To control pain associated with spinal stenosis, your doctor may prescribe:
- NSAIDs. Nonsteroidal anti-inflammatory drugs (NSAIDs) help relieve pain and reduce inflammation common to osteoarthritis. Some NSAIDs, such as ibuprofen (Advil, Motrin IB, others) and naproxen (Aleve), are available without prescription.
- Muscle relaxants. Medications such as cyclobenzaprine (Amrix, Fexmid) can calm the muscle spasms that occasionally occur with spinal stenosis.
- Antidepressants. Nightly doses of tricyclic antidepressants, such as amitriptyline, can help ease chronic pain.
- Anti-seizure drugs. Some anti-seizure drugs, such as gabapentin (Neurontin, Gralise, Horizant) and pregabalin (Lyrica), are used to reduce pain caused by damaged nerves.
- Opioids. Drugs that contain codeine-related drugs such as oxycodone (Percocet, OxyContin, others) and hydrocodone (Norco, Zohydro, others) can be habit-forming.
It's common for people who have spinal stenosis to become less active, in an effort to reduce pain. However, that can lead to muscle weakness, which can result in more pain. A physical therapist can teach you exercises that may help:
- Build up your strength and endurance
- Maintain the flexibility and stability of your spine
- Improve your balance
Your nerve roots may become irritated and swollen at the spots where they are being pinched. Injecting a corticosteroid into the space around that constriction can help reduce the inflammation and relieve some of the pressure. However, steroid injections don't work for everyone. And repeated steroid injections can weaken nearby bones and connective tissue, so only a few injections a year are suggested.

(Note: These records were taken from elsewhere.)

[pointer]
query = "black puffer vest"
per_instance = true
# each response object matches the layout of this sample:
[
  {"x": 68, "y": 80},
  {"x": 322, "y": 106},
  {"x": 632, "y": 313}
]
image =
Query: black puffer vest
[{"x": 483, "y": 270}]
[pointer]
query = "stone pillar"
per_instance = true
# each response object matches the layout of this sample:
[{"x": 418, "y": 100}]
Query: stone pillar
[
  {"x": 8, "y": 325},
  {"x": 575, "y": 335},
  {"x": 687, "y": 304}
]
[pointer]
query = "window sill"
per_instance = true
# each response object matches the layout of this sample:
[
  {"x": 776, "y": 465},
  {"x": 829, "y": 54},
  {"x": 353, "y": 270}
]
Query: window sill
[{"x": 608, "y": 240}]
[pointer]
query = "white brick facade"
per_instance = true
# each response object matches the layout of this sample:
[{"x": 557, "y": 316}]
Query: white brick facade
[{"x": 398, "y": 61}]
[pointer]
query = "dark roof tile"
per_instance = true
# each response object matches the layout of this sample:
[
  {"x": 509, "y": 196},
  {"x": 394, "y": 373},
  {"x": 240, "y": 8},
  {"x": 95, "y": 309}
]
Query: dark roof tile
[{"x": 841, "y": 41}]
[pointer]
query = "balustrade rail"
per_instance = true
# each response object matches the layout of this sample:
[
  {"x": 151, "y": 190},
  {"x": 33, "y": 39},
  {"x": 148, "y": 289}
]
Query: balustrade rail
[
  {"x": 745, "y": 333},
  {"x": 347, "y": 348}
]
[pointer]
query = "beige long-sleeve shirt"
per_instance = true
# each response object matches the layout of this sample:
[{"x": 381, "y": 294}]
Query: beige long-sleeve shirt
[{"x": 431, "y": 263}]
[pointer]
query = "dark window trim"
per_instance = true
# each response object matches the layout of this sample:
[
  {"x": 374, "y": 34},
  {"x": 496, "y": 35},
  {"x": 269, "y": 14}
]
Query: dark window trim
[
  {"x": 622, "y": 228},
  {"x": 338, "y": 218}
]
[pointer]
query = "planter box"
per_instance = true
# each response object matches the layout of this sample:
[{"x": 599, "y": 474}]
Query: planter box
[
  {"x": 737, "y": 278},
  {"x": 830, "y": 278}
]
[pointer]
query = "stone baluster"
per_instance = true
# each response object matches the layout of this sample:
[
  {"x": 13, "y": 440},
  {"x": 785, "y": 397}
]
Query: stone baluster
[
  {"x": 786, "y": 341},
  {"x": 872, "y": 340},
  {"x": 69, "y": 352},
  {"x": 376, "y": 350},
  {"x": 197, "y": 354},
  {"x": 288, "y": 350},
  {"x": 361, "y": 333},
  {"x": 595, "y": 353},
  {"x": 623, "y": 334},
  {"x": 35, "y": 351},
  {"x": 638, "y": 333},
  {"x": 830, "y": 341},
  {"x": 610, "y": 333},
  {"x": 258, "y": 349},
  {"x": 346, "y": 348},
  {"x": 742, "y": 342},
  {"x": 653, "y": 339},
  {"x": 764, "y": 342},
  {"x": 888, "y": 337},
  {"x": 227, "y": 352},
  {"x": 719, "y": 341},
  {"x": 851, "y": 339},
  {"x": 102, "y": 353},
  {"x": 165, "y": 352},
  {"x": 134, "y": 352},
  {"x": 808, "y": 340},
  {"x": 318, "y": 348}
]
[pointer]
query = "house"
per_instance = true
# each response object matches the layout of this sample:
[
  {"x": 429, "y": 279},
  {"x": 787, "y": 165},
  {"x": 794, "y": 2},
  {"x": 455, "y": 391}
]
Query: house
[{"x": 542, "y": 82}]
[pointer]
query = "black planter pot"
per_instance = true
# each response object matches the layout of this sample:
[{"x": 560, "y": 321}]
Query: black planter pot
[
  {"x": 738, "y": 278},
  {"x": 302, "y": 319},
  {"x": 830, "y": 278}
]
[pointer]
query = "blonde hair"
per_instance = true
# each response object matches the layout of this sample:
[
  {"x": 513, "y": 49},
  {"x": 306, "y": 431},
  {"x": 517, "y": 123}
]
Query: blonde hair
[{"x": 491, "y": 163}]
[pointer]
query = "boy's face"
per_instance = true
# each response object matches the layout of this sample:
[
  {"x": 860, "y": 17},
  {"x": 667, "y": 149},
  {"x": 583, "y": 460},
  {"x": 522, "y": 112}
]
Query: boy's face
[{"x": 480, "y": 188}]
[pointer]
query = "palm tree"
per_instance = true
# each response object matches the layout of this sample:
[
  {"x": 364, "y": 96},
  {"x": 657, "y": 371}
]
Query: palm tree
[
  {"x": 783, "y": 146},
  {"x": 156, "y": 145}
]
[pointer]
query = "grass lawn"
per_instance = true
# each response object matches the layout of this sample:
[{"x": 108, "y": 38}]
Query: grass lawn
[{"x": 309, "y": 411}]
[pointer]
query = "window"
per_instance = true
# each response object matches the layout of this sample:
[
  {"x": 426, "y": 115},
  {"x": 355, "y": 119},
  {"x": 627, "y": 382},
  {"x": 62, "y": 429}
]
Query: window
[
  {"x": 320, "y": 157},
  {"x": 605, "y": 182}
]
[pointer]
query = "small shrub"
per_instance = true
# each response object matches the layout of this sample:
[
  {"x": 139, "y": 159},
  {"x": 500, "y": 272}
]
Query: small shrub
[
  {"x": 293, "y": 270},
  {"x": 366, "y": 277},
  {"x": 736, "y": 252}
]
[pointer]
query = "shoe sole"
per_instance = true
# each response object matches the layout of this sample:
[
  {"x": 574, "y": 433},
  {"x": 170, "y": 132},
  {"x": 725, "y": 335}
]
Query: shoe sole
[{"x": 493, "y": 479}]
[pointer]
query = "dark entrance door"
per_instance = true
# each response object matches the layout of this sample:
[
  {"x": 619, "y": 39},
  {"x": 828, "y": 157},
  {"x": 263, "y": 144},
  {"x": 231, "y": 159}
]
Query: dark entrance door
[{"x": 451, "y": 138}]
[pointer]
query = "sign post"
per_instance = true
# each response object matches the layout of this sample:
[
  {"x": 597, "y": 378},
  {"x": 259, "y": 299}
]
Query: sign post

Surgery may be considered if more conservative treatments haven't helped or if you're disabled by your symptoms.
The goal is to relieve the pressure on your spinal cord or nerve roots by creating more space within the spinal canal. Examples include:
- Laminectomy. The procedure removes the back part (lamina) of the affected vertebra. In some cases, that vertebra may need to be linked to adjoining vertebrae with metal hardware and a bone graft (spinal fusion) to maintain the spine's strength.
- Laminotomy. This procedure removes only a portion of the lamina, typically carving a hole just big enough to relieve the pressure in a particular spot.
- Laminoplasty. This procedure is performed only on the vertebrae in the neck. It opens up the space within the spinal canal by creating a hinge on the lamina. Metal hardware bridges the gap in the opened section of the spine.
In most cases, these space-creating operations help reduce spinal stenosis symptoms. But some people's symptoms stay the same or get worse after surgery. Surgical risks include infection, a tear in the membrane that covers the spinal cord, a blood clot in a leg vein and neurological deterioration.